Ok, this problem has some difficulties:

* We have investment_ids that can be present in train & test or only in train or only in test. 
* We can have some kind of measurement gaps where values are missing.
* Timeseries can have different lengths in total. 
* The time inverals can vary.



Before adding more and more content about feature engineering, I like to build a loop that will allow to add previous features.

In [None]:
train.head()

In [None]:
selection = None

In [None]:
selection = ["time_id", "investment_id"]
feature_names = train.drop(["row_id", "time_id", "investment_id", "target"], axis=1).columns.values
N = np.random.choice(np.arange(0, len(feature_names)), replace=False, size=100)
my_features = ["f_{}".format(n) for n in N]
selection.extend(my_features)

In [None]:
len(selection)

In [None]:
X = train[selection].copy()
Y = train.target
for f in my_features:
    X[f + "_shift1"] = X.groupby("investment_id")[f].shift(1).fillna(0)

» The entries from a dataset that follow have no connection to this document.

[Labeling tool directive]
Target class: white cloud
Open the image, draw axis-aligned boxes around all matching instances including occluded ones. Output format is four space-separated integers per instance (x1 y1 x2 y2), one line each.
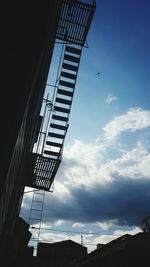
103 108 150 140
72 222 84 228
97 220 117 230
54 220 64 226
105 94 118 104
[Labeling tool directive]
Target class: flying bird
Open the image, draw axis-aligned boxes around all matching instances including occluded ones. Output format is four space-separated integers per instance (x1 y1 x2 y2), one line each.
97 71 101 76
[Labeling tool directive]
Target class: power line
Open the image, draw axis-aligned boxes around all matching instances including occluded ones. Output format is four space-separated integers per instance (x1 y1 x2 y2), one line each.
30 226 118 236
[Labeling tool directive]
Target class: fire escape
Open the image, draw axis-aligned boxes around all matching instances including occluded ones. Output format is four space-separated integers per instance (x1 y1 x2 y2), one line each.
24 0 96 254
25 0 96 191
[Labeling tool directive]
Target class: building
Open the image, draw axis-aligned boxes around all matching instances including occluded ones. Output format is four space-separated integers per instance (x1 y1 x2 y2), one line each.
37 240 87 267
0 0 96 266
68 232 150 267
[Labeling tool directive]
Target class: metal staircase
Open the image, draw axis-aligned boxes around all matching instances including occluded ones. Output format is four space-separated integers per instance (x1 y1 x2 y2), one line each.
44 45 82 159
28 44 82 191
28 190 45 255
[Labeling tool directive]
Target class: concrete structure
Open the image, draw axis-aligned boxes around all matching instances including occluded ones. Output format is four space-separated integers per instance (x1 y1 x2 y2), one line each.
68 232 150 267
37 240 87 267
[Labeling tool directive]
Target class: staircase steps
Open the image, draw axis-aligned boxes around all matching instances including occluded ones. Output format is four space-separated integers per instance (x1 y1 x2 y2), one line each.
64 54 80 63
57 89 73 97
44 45 82 163
50 123 67 131
62 63 78 72
54 106 70 113
48 132 65 139
44 150 60 157
59 80 75 88
46 141 62 148
56 97 72 106
61 71 77 80
52 114 69 122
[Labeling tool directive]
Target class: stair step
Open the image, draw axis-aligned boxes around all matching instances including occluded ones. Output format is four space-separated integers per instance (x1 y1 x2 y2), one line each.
52 115 68 122
48 132 65 139
60 71 77 80
56 97 72 105
59 80 75 88
64 54 80 63
62 63 78 72
57 89 73 96
44 150 60 157
50 123 68 131
46 141 63 148
54 106 70 113
65 45 81 55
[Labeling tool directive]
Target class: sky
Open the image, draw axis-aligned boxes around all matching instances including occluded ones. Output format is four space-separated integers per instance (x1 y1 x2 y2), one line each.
20 0 150 252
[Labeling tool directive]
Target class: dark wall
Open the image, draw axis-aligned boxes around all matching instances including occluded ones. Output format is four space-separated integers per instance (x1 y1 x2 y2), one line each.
0 1 60 188
0 0 61 237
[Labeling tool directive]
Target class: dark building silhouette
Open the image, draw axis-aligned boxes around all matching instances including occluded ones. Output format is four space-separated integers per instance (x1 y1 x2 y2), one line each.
67 232 150 267
0 0 95 266
37 240 87 267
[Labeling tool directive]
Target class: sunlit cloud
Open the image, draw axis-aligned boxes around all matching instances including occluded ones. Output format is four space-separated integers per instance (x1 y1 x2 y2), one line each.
105 94 118 104
103 108 150 140
72 223 84 228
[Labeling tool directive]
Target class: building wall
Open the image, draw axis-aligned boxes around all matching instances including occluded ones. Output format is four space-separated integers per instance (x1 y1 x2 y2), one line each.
0 0 61 239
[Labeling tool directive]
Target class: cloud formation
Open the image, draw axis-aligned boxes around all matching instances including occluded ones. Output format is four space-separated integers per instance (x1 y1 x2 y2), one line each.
103 108 150 140
105 94 118 104
20 108 150 239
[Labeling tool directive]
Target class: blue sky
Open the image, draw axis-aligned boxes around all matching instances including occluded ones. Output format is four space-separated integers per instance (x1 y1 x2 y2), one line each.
21 0 150 254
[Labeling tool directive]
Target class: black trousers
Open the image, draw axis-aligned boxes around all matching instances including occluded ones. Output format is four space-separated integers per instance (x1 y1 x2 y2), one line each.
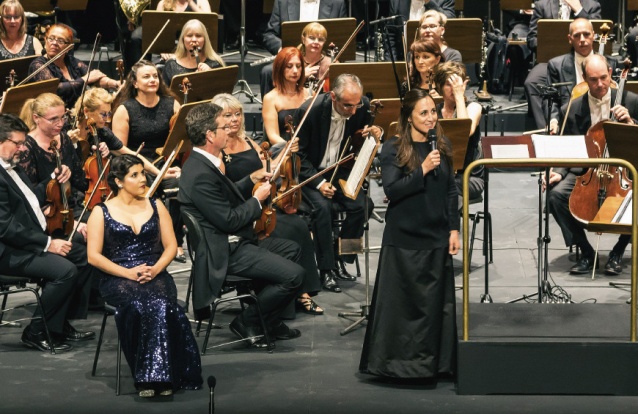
228 237 305 326
0 242 93 333
301 186 371 270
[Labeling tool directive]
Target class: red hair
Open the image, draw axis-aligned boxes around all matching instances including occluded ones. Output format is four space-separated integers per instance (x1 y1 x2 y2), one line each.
272 46 306 93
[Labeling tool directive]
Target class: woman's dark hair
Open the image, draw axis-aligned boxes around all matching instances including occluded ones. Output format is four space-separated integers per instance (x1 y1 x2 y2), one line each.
106 154 144 195
112 60 177 112
395 88 452 172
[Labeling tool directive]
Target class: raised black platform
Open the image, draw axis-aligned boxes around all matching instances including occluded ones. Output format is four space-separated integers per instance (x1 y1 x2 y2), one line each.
458 303 638 395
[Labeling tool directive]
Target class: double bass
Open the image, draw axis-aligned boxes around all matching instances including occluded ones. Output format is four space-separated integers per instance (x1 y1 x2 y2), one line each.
569 60 632 223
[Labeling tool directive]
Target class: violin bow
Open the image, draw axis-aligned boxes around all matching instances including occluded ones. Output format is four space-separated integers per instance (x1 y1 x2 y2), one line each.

    #X[f + "_diff"] = X[f] - X[f+"_shift1"]
    #X[f + "_diff"] = X[f+"_diff"].fillna(0)

In [None]:
X.shape

In [None]:
features = ["f_{}_shift1".format(n) for n in N]
features.extend(["f_{}".format(n) for n in N])
print(len(features))

In [None]:
V = 0.9
x_train, x_dev = X[0:int(V*X.shape[0])][features], X[int(V*X.shape[0])::][features]
y_train, y_dev = Y[0:int(V*X.shape[0])], Y[int(V*X.shape[0])::]

In [None]:
lm = Ridge()
lm.fit(x_train.values, y_train.values)
y_pred = lm.predict(x_dev)
pearsonr(y_dev, y_pred)

In [None]:
import ubiquant
env = ubiquant.make_env()   # initialize the environment
iter_test = env.iter_test()    # an iterator which loops over the test set and sample submission

previous_test_df = train[train.time_id == train.time_id.max()].iloc[0:int(V*train.shape[0])]
for (test_df, sample_prediction_df) in iter_test:
    
    for f in my_features:
        test_df.loc[:, f+"_shift1"] = 0
        already_known = previous_test_df[previous_test_df.investment_id.isin(test_df.investment_id)]
        test_df.loc[test_df.investment_id.isin(already_known.investment_id), f+"_shift1"] = already_known[f]
        test_df.loc[:, f+"_shift1"] = test_df.loc[:, f+"_shift1"].fillna(0)
        
        #test_df.loc[:, f+"_diff"] = test_df[f] - test_df[f+"_shift1"]
        #test_df.loc[:, f+"_diff"] = test_df.loc[:, f+"_diff"].fillna(0)
    
    pred = lm.predict(test_df[features])
    sample_prediction_df['target'] = pred  # make your predictions here
    env.predict(sample_prediction_df)   # register your predictions
    previous_test_df = test_df.copy()

The loop seems to work. Next topic - automatic feature generation and a few more experiments on the feature per time_id distributions.